Should I make my baby sleep in a swing?
Although I love most traditional sleep practices like babywearing, bedsharing, breastfeeding and rocking babies, there is one practice that we really need to say goodbye to and fast – and that is the traditional swing/ jhula/ cradle/ hammock/ thooli.
While it can initially seem as though a baby is sleeping very well in a swing and this is a convenient alternative to holding a baby in our arms for naps, I would strongly advise you against it because:
1. Swings are unsafe, especially once the baby learns to roll over
2. There is a suffocation/asphyxiation/SIDS risk
3. In-motion naps are not restful (just think about the fitful sleep we all experience in a moving train or car or even plane) and can lead to overtiredness
4. Swings are very difficult to wean off
5. They come in the way of bedsharing, nursing lying down and bridging of naps
6. It is an artificial replacement for the physical closeness of holding or bedsharing that a human infant is biologically programmed to seek
7. It can hamper the breastfeeding relationship by replacing nursing sessions as a soothing method and lead to low supply
I have seen umpteen cases of parents that have 7 or 8 month old babies whose babies are sleeping in a manner that is just impossible to manage. Short naps, frequent wakings, early morning wakings, active nightwakings, even day/night confusion.

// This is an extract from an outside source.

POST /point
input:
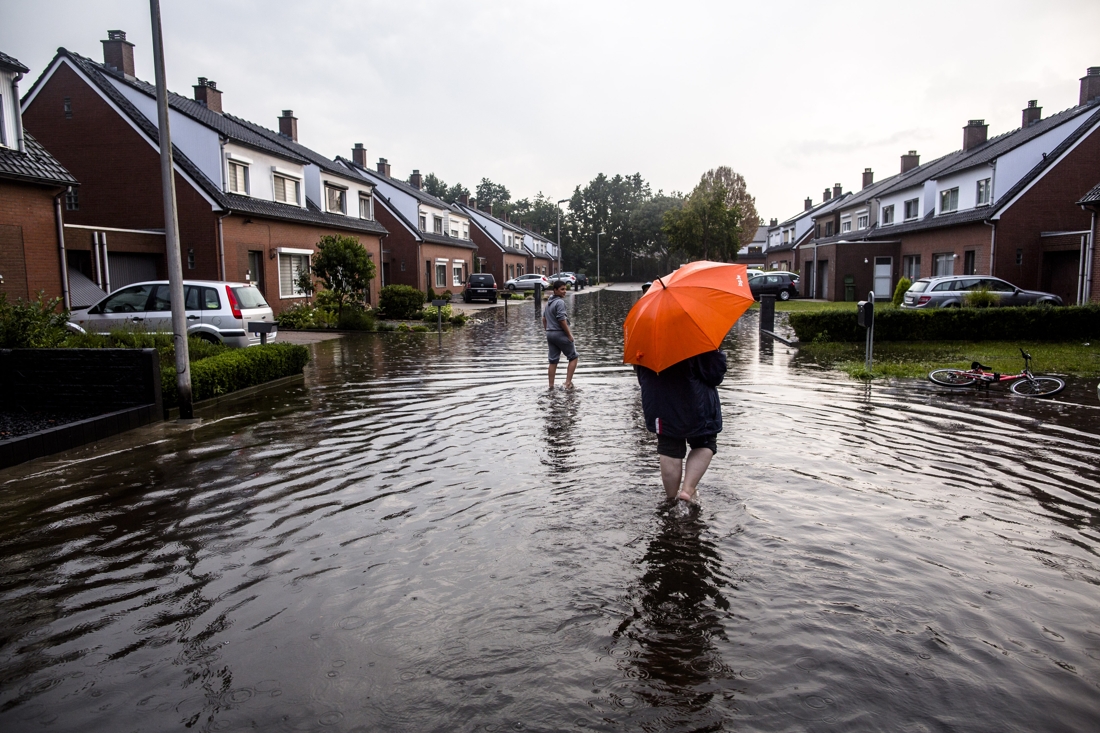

These babies, who were sleeping blissfully in a swing when younger, are now unable to sleep with a swing or without a swing. They are either waking multiples times at night because they need that swinging motion or they are overtired due to in-motion naps.
A lot of the natural cues and behaviours that both babies and parents develop in the normal course of things have not been allowed to develop due to the use of the swing. Parents are not accustomed to holding a baby and bridging naps. Baby doesn’t accept other methods of soothing to sleep. It is all a vicious cycle and a big mess.
If you are already using a swing, I would encourage you to wean it as quickly as possible. Replace it with holding in your arms, babywearing, rocking and walking. It will take 2 to 3 weeks to wean entirely and for sleep to improve. But it will be completely worth it.